Sanctionner encore la Russie: pour quoi faire? edit

3 avril 2018

Le triomphe médiatique promis au Président Poutine a fait long feu : véritable « chronique d’une victoire annoncée » selon la formule adoptée par Telos, la campagne électorale russe a commencé dans l’apathie intérieure pour s’achever dans la crise internationale avec « l’affaire Skripal ». Loin de redorer l’image de la Russie, cette quatrième élection a engagé la Fédération, l’Union européenne et les Etats-Unis dans une nouvelle spirale de sanctions et de contre-sanctions. L’expulsion de plus d’une centaine de diplomates russes en poste en Europe et en Amérique du Nord manifeste une fois encore que la tension s’est durablement installée entre Occidentaux et Russes. Mais une politique de sanctions peut-elle tenir lieu de « politique russe » pour l’Union européenne ? Si le rapport de force est inévitable avec la Russie actuelle, tracer des perspectives est indispensable pour traiter avec ce pays tout à la fois partenaire économique et rival stratégique. Lancer une nouvelle initiative pour la sécurité du continent avec la Russie est désormais aussi indispensable que difficile et longue à réaliser.

Une spirale sans fin de sanctions et de contre-sanctions?

En expulsant au moins 116 diplomates russes en poste aux Etats-Unis, au Canada et dans seize Etats-membres de l’Union européenne, plusieurs Etats occidentaux ont entendu souligner leur solidarité avec le Royaume-Uni dans un contexte particulièrement tendu : pour l’Europe, l’affaire Skripal constitue une atteinte grave et manifeste à la souveraineté des Etats. Le message est clair, à Paris, Berlin, Washington ou encore Rome : le Brexit n’altère pas la solidarité des Etats parties à l’OTAN envers le Royaume-Uni. La division de l’Union n’est pas la fin de l’Alliance. Et ce message s’adresse au président Poutine au moment non seulement où il célèbre sa réélection pour six années mais également où il prépare l’événement le plus important de l’année pour l’image de la Russie sur la scène internationale : la Coupe du Monde de football qui se déroulera du 15 juin au 15 juillet en Russie européenne.

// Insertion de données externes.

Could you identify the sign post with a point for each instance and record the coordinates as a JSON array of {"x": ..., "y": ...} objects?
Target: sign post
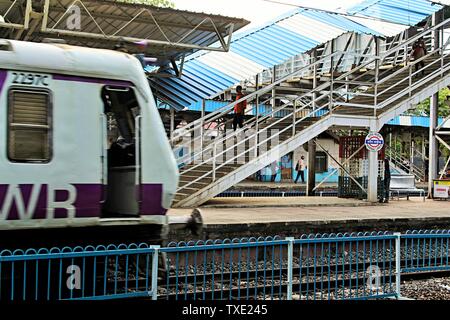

Désormais, les relations entre la Russie, d’une part, et l’OTAN ainsi que l’UE, d’autre part, sont passées de la phase d’un dialogue tendu de la décennie 2000 à la phase des sanctions et des contre-sanctions. Quand le Conseil OTAN-Russie (COR) avait été lancé, en 2002, les différends étaient nets mais le dialogue, possible : la Russie protestait contre les projets américains de boucliers anti-missile, les expéditions militaires en Afghanistan, l’élargissement de l’OTAN. Et l’OTAN s’inquiétait des suites de la guerre en Tchétchénie. Aujourd’hui, les sanctions et les contre-sanctions sont le principal mode de communication entre les partenaires devenus rivaux : après l’annexion de la Crimée et le déclenchement de la guerre dans le Donbass, les Etats-Unis, l’Union européenne et leurs alliés (Canada, Japon, Australie, etc.) adoptent des sanctions économiques (interdiction d’exportation), administratives (blocage de visas), symboliques (annulation du G-20 à Sotchi), etc. Et en réaction, la Russie adopte des contre-sanctions notamment un embargo sur les denrées alimentaires en provenance d’Europe. Dans les jours qui viennent, elle expulsera sans doute à son tour des personnels diplomatiques occidentaux selon les principes de symétrie, de proportionnalité et de réciprocité qu’elle a appliqué lors de l’expulsion de diplomates russes par l’administration Obama au tournant de 2016.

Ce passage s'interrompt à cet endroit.